Shell sort uses O(1) auxiliary space. It sorts in-place, using only a single temporary variable for the insertion sort swap. This makes it one of the most memory-efficient sorting algorithms.

Stability

Shell sort is not stable. Equal elements may change their relative order during gapped passes. Consider two equal elements at positions 0 and 3 with gap = 2. They belong to different sub-arrays and might be rearranged relative to each other.

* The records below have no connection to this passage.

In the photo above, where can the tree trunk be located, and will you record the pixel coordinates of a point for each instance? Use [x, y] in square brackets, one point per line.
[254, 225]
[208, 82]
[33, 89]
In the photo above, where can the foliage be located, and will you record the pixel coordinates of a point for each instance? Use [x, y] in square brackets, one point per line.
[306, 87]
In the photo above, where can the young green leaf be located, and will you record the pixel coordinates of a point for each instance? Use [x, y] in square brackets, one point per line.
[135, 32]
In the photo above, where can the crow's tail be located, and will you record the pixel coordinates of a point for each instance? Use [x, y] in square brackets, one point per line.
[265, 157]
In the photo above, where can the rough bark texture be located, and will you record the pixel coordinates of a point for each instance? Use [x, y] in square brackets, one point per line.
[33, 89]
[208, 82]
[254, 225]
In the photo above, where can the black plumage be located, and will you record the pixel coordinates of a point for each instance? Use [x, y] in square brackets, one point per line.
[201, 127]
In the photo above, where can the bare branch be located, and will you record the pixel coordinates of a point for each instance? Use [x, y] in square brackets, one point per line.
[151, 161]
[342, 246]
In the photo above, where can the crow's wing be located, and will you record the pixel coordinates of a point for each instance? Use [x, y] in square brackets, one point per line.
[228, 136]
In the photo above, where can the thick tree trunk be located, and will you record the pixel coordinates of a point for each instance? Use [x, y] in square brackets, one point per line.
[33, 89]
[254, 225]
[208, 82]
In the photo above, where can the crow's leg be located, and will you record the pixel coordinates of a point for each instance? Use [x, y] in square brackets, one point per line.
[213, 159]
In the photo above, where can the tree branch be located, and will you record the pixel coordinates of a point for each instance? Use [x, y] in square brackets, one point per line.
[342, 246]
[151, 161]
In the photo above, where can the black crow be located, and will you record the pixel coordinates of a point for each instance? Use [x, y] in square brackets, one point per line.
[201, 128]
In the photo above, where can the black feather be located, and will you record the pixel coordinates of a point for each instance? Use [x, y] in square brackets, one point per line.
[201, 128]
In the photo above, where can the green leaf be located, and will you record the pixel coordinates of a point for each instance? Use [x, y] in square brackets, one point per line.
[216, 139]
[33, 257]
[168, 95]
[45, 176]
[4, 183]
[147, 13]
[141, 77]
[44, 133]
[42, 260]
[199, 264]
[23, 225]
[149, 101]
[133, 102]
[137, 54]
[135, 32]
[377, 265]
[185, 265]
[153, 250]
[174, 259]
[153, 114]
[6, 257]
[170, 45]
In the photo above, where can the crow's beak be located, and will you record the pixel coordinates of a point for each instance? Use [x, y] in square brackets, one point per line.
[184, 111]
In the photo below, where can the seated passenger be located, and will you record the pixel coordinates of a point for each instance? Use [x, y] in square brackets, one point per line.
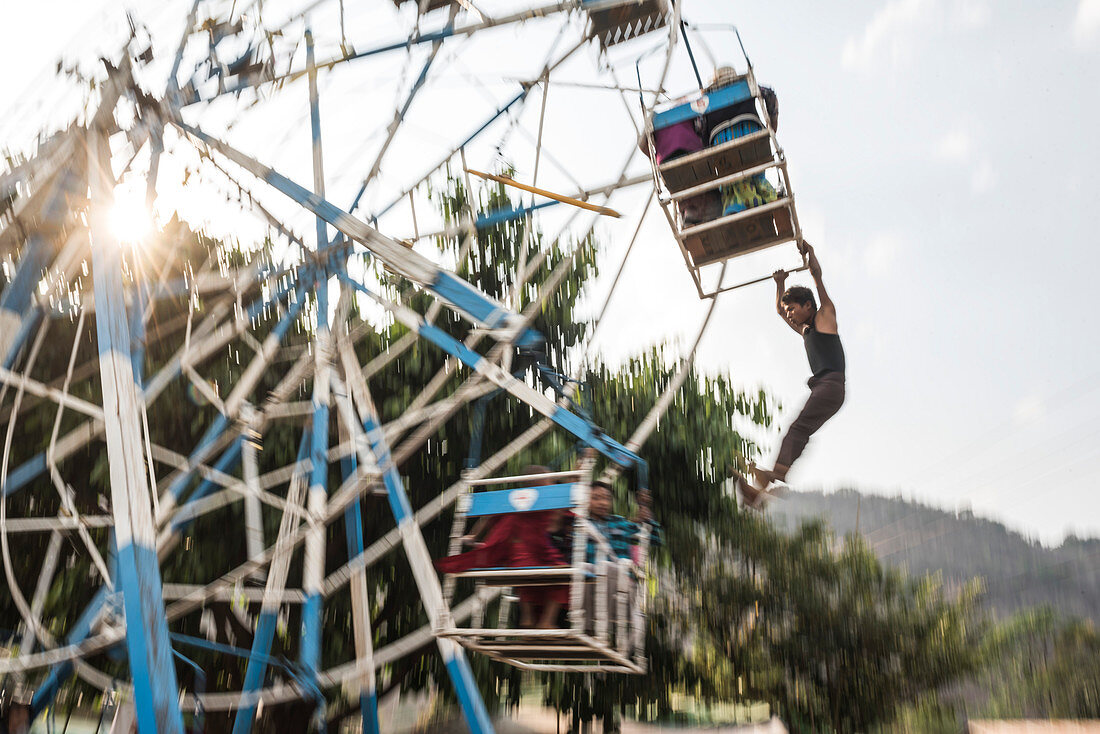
[622, 535]
[674, 142]
[736, 121]
[518, 540]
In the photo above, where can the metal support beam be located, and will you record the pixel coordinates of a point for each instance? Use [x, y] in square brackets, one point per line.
[314, 562]
[152, 668]
[372, 448]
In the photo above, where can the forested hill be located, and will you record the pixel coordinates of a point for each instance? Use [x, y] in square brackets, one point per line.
[1018, 572]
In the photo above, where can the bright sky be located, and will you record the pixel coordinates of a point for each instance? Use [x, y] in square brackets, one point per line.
[945, 162]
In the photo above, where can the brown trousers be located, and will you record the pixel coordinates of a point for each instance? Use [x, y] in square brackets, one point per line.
[826, 396]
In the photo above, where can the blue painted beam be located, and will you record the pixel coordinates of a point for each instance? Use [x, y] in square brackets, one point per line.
[259, 658]
[152, 667]
[353, 530]
[586, 431]
[454, 659]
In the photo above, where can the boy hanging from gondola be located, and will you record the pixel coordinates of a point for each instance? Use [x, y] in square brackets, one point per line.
[818, 330]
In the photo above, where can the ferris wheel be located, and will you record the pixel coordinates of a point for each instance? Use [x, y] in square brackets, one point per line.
[176, 357]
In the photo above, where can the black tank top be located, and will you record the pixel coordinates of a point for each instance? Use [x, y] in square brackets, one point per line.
[824, 351]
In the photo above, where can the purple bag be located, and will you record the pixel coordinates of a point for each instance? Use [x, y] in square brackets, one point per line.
[677, 140]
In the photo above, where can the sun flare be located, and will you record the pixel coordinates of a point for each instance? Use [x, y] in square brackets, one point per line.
[131, 220]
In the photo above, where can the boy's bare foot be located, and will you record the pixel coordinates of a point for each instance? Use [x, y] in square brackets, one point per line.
[751, 496]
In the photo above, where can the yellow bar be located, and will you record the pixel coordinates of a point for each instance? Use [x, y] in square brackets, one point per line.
[549, 195]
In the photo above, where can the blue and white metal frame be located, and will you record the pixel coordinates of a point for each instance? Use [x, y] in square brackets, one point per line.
[150, 650]
[314, 563]
[372, 448]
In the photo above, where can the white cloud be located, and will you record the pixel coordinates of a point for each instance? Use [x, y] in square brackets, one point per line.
[893, 31]
[1087, 21]
[883, 33]
[968, 14]
[983, 178]
[1029, 409]
[881, 254]
[955, 145]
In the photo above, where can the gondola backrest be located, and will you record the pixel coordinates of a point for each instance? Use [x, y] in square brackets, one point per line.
[528, 499]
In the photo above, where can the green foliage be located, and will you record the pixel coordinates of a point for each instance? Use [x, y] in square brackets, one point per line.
[1042, 665]
[739, 612]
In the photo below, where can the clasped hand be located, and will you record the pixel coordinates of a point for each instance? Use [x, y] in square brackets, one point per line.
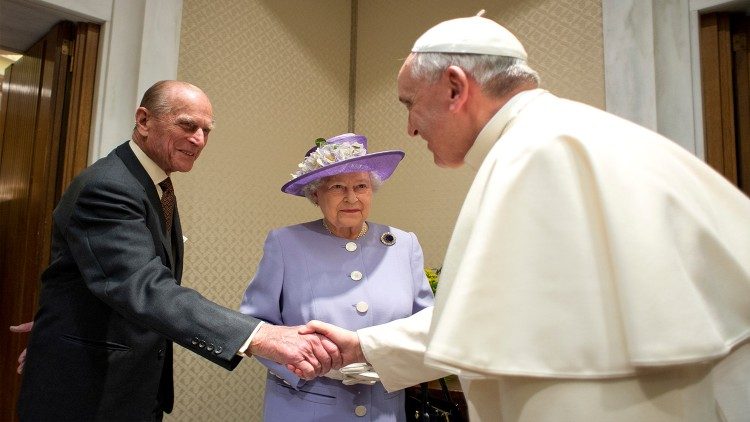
[311, 354]
[346, 342]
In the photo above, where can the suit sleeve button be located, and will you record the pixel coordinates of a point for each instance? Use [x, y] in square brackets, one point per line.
[362, 307]
[360, 411]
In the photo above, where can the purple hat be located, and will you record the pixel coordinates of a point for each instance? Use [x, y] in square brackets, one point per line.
[346, 153]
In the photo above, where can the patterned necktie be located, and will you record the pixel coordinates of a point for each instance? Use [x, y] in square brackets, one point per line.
[167, 201]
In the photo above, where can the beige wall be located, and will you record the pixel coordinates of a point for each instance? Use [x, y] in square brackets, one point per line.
[277, 72]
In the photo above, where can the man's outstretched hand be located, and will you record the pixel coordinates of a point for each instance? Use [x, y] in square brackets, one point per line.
[309, 353]
[346, 341]
[22, 328]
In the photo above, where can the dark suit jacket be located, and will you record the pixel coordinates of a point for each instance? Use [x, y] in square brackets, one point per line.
[111, 304]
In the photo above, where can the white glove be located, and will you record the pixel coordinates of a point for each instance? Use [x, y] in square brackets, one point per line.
[355, 373]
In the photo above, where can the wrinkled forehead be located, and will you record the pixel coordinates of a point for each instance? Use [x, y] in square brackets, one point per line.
[355, 177]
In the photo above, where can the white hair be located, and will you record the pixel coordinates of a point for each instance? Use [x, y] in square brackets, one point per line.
[497, 75]
[310, 188]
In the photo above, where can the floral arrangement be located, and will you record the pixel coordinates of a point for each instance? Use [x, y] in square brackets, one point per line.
[327, 154]
[432, 276]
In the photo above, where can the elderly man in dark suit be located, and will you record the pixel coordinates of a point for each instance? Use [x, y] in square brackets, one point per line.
[111, 303]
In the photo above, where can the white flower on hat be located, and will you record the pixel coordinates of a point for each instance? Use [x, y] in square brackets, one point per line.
[327, 154]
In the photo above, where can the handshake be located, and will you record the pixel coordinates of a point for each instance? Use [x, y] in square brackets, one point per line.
[313, 350]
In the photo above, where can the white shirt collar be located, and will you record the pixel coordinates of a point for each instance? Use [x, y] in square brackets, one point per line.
[497, 125]
[154, 171]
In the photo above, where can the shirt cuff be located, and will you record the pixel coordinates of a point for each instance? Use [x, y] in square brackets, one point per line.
[245, 345]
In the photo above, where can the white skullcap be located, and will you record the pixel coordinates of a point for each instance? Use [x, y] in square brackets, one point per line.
[474, 35]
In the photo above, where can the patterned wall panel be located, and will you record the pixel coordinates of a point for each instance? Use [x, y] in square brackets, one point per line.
[277, 73]
[564, 42]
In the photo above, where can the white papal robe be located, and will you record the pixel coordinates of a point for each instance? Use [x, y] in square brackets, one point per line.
[597, 271]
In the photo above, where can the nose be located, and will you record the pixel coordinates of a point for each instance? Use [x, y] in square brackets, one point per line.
[411, 129]
[199, 137]
[351, 197]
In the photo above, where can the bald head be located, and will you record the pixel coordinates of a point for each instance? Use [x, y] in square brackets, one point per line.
[158, 98]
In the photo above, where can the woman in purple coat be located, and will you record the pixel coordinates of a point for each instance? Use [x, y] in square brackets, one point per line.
[341, 269]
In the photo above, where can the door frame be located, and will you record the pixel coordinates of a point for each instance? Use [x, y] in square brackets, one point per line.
[652, 64]
[139, 45]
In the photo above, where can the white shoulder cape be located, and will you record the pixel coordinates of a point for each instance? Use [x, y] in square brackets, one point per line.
[588, 247]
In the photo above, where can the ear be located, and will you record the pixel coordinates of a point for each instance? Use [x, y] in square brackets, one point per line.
[458, 82]
[141, 118]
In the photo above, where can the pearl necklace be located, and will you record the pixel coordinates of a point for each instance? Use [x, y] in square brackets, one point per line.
[361, 232]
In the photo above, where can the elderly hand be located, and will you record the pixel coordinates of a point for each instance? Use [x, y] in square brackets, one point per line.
[346, 341]
[310, 354]
[22, 328]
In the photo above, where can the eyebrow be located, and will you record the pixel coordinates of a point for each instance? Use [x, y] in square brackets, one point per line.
[191, 121]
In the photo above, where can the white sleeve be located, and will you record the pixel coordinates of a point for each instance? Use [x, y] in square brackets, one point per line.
[396, 350]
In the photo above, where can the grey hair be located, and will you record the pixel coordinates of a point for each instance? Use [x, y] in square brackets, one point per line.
[497, 75]
[310, 188]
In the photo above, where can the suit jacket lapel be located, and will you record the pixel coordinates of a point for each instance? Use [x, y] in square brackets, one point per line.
[134, 166]
[179, 245]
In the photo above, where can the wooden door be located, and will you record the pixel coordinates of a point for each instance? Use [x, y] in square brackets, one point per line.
[725, 80]
[44, 135]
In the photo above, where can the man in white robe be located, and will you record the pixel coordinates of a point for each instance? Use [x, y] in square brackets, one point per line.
[597, 271]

Here is a summary comparing Shell sort with related algorithms:

PropertyInsertion SortShell SortMerge SortQuick Sort
Best CaseO(n)O(n log n)O(n log n)O(n log n)
Average CaseO(n^2)O(n^(3/2))*O(n log n)O(n log n)
Worst CaseO(n^2)O(n^(3/2))*O(n log n)O(n^2)
SpaceO(1)O(1)O(n)O(log n)
StableYesNoYesNo
In-PlaceYesYesNoYes
RecursiveNoNoYesYes

*With Knuth's gap sequence. Shell's original sequence gives O(n^2) worst case.

When to Use Shell Sort

Good Use Cases

  • Medium-sized arrays (hundreds to low thousands of elements): Shell sort outperforms insertion sort significantly and has lower overhead than merge sort or quick sort for moderate input sizes.
  • Embedded systems and constrained environments: No recursion means no risk of stack overflow, and O(1) space means no extra memory allocation. This makes Shell sort a solid choice for microcontrollers and systems with limited resources.
  • When insertion sort is too slow but you want simplicity: Shell sort's code is barely more complex than insertion sort. If you need a quick performance boost without implementing a full divide-and-conquer algorithm, Shell sort is the natural next step.
  • Nearly sorted data: Like insertion sort, Shell sort performs well on data that is already partially ordered. The initial passes have little work to do, and the final pass is nearly O(n).
  • As a component in hybrid sorting algorithms: Some implementations of introspective sort use Shell sort for small partitions instead of insertion sort because it handles slightly larger sub-arrays more efficiently.

Poor Use Cases

  • Very large datasets (millions of elements): For large inputs, O(n log n) algorithms like merge sort, quick sort, or heap sort are significantly faster. Shell sort cannot compete at that scale.
  • When stability is required: If you need equal elements to maintain their original order, Shell sort is not the right choice. Use merge sort or Timsort instead.
  • When worst-case guarantees matter: Shell sort's worst case depends on the gap sequence and is hard to pin down precisely. If you need guaranteed O(n log n) performance, use merge sort or heap sort.
  • Linked lists: Shell sort relies on random access to elements at arbitrary gap distances. Linked lists do not support efficient random access, making Shell sort impractical for them.